Lastly, the Children’s guardian ad litem gave a statement to the court.
On May 25, 2023, after the hearing, the orphan’s court issued opinions
and decrees denying both Foster Parents’ and Maternal Aunt’s petitions for
adoption. Foster Parents filed this timely appeal.1 Foster Parents and the
orphans’ court complied with Pennsylvania Rule of Appellate Procedure 1925.
On appeal, Foster Parents present the following four issues:
1. Whether the trial court abused its discretion by denying [Foster Parents’] petition[s] for adoption of the subject [C]hildren, where the [Foster Parents] met their burden based on the best interest analysis, by showing that the [C]hildren have been thriving in their home and have a strong attachment to the [Foster Parents], and two psychologists support the adoption of the [C]hildren by [Foster Parents]?

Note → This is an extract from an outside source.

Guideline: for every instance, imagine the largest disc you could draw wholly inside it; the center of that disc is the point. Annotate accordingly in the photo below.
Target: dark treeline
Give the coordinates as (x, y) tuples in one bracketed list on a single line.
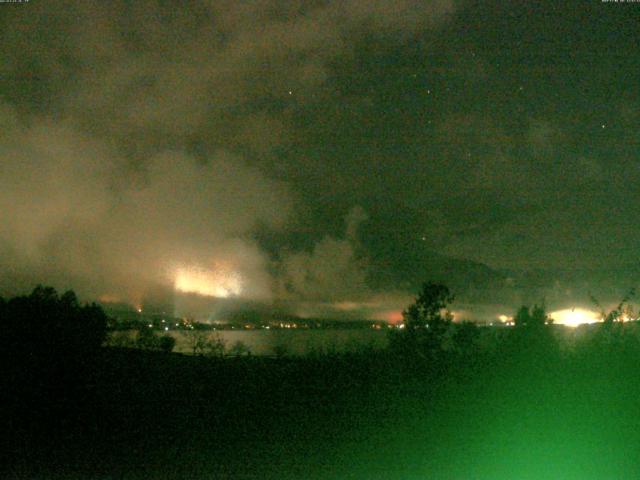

2. Whether the trial court erred in denying [Foster Parents’] petitions for adoption of the subject [C]hildren, because the court determined that there must be continuing contact with the [C]hildren’s [Maternal Aunt], which is not required by the Adoption Act under the best interests’ analysis?
3. If the trial court was correct in considering continuing contact with the [Maternal Aunt], did the trial court place undue weight upon that continuing contact?
4. Whether the trial court erred in denying the [Foster Parents’] petition[s] for adoption of the subject children, which, in effect, has made the [C]hildren unadoptable orphans?
1 It does not appear Maternal Aunt appealed the court’s decision denying her
petitions.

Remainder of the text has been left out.